I would like to call my C functions within a shared library from Python scripts. Problem arrises when passing pointers, the 64bit addresses seem to be truncated to 32bit address
The problem is that the ctypes
module doesn't check the function signature of the function you're trying to call. Instead, it bases the C types on the Python types, so the line...
plate.plate(x.ctypes.data, y.ctypes.data, ctypes.c_int(N))
...is passing the the first two params as integers. See eryksun's answer for the reason why they're being truncated to 32 bits.
To avoid the truncation, you'll need to tell ctypes
that those params are actually pointers with something like...

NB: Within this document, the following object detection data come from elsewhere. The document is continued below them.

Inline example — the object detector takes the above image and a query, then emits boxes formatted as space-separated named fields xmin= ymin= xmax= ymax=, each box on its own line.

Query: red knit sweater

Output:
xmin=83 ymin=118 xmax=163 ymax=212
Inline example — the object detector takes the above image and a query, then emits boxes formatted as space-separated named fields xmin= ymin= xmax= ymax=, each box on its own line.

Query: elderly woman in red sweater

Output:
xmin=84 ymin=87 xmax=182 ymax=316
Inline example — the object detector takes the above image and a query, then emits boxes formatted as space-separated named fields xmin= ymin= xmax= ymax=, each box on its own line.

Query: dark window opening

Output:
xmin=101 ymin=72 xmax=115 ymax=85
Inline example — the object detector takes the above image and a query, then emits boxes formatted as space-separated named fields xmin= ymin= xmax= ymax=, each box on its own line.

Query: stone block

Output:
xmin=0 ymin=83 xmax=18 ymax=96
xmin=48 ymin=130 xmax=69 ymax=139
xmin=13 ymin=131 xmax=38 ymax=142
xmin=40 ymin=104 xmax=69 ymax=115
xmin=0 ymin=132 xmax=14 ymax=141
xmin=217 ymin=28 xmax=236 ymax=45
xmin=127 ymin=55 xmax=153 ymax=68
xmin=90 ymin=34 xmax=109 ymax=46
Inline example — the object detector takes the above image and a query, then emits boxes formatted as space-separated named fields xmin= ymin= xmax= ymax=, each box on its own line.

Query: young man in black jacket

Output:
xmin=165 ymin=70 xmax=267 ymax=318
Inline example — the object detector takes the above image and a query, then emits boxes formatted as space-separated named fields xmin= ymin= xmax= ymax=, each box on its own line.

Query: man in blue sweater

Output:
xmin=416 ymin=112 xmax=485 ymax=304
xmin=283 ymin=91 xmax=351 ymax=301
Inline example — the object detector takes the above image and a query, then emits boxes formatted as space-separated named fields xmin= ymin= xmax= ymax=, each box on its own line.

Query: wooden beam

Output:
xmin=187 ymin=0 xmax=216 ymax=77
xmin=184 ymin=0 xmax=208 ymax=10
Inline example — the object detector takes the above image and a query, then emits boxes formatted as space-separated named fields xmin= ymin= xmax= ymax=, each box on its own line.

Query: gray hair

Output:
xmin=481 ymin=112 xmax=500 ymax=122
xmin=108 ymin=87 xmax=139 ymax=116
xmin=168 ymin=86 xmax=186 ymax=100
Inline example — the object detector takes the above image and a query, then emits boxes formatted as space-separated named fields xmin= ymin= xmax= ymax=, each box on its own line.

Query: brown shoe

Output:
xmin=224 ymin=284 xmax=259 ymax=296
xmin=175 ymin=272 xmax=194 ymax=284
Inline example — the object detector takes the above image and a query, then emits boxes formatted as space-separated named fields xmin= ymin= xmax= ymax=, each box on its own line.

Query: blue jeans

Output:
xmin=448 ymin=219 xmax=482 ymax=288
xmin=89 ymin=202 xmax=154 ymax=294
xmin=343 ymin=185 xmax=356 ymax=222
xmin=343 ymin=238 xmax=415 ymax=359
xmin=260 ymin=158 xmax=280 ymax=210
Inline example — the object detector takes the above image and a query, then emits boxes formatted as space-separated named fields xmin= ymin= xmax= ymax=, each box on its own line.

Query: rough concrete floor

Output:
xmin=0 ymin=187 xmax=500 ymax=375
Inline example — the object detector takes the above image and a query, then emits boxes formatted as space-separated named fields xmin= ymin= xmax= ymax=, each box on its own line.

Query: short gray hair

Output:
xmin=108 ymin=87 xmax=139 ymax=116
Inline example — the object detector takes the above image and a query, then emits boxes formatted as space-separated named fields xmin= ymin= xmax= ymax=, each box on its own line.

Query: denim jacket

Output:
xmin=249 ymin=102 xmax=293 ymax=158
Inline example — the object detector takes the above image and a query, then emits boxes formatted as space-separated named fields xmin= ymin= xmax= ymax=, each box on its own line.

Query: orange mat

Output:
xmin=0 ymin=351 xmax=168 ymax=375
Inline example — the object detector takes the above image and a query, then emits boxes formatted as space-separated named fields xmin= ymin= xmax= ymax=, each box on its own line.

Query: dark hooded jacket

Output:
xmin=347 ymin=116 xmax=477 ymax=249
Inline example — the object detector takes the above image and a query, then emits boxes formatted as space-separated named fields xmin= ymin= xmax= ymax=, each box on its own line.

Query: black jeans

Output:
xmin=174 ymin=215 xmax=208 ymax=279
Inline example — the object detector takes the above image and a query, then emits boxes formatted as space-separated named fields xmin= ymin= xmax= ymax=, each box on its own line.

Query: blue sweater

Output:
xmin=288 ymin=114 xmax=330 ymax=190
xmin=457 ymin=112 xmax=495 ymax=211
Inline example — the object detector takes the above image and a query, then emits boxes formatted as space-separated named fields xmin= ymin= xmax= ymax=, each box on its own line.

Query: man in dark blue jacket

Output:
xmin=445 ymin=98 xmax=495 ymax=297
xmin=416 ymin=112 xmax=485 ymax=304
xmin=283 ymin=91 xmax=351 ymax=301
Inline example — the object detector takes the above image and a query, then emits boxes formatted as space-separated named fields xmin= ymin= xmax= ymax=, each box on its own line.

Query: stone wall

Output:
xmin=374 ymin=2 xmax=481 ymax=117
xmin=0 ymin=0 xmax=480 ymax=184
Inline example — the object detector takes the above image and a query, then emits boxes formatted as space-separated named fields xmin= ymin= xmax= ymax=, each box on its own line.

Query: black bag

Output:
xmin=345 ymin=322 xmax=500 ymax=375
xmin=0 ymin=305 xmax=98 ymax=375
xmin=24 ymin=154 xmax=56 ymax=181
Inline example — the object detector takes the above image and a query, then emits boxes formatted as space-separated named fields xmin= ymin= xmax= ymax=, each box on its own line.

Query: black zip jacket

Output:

plate.plate(ctypes.c_void_p(x.ctypes.data),
ctypes.c_void_p(y.ctypes.data),
ctypes.c_int(N))
...although what they're actually pointers to is another matter - they may not be pointers to float
as your C code assumes.
Update
eryksun has since posted a much more complete answer for the numpy
-specific example in this question, but I'll leave this here, since it might be useful in the general case of pointer truncation for programmers using something other than numpy
.
Python's PyIntObject
uses a C long
internally, which is 64-bit on most 64-bit platforms (excluding 64-bit Windows). However, ctypes assigns the converted result to pa->value.i
, where value
is a union and the i
field is a 32-bit int
. For the details, see ConvParam
in Modules/_ctypes/callproc.c, lines 588-607 and 645-664. ctypes was developed on Windows, where a long
is always 32-bit, but I don't know why this hasn't been changed to use the long
field instead, i.e. pa->value.l
. Probably, it's just more convenient most of the time to default to creating a C int
instead of using the full range of the long
.
Anyway, this means you can't simply pass a Python int
to create a 64-bit pointer. You have to explicitly create a ctypes pointer. You have a number of options for this. If you're not concerned about type safety, the simplest option for a NumPy array is to use its ctypes
attribute. This defines the hook _as_parameter_
that lets Python objects set how they're converted in ctypes function calls (see lines 707-719 in the previous link). In this case it creates a void *
. For example, you'd call plate
like this:
plate.plate(x.ctypes, y.ctypes, N)
However, this doesn't offer any type safety to prevent the function from being called with an array of the wrong type, which will result in either nonsense, bugs, or a segmentation fault. np.ctypeslib.ndpointer solves this problem. This creates a custom type that you can use in setting the argtypes
and restype
of a ctypes function pointer. This type can verify the array's data type, number of dimensions, shape, and flags. For example:
import numpy as np
import ctypes
c_npfloat32_1 = np.ctypeslib.ndpointer(
dtype=np.float32,
ndim=1,
flags=['C', 'W'])
plate = ctypes.CDLL('libplate.so')
plate.plate.argtypes = [
c_npfloat32_1,
c_npfloat32_1,
ctypes.c_int,
]
N = 3
x = np.ones(N, dtype=np.float32)
y = np.ones(N, dtype=np.float32)
plate.plate(x, y, N) # the parameter is the array itself
If you don't tell ctypes what type the parameters are, it attempts to infer it from the values that you pass to the function. And this inference will not always work as you need.
The recommended way to deal with this is to set the argtypes attribute of the function and so explicitly tell ctypes
what the parameter types are.
plate.plate.argtypes = [
ctypes.POINTER(ctypes.c_float),
ctypes.POINTER(ctypes.c_float),
ctypes.c_int
]
Then you can call the function like this:
plate.plate(x.ctypes.data, y.ctypes.data, N)
Actually, You should set plate.argstype = [ctypes.c_void_p, ctypes.c_void_p, ctypes.c_int]
, and then it will be ok to accept the address in c func from python.
I met the problem and I solved it as what I say.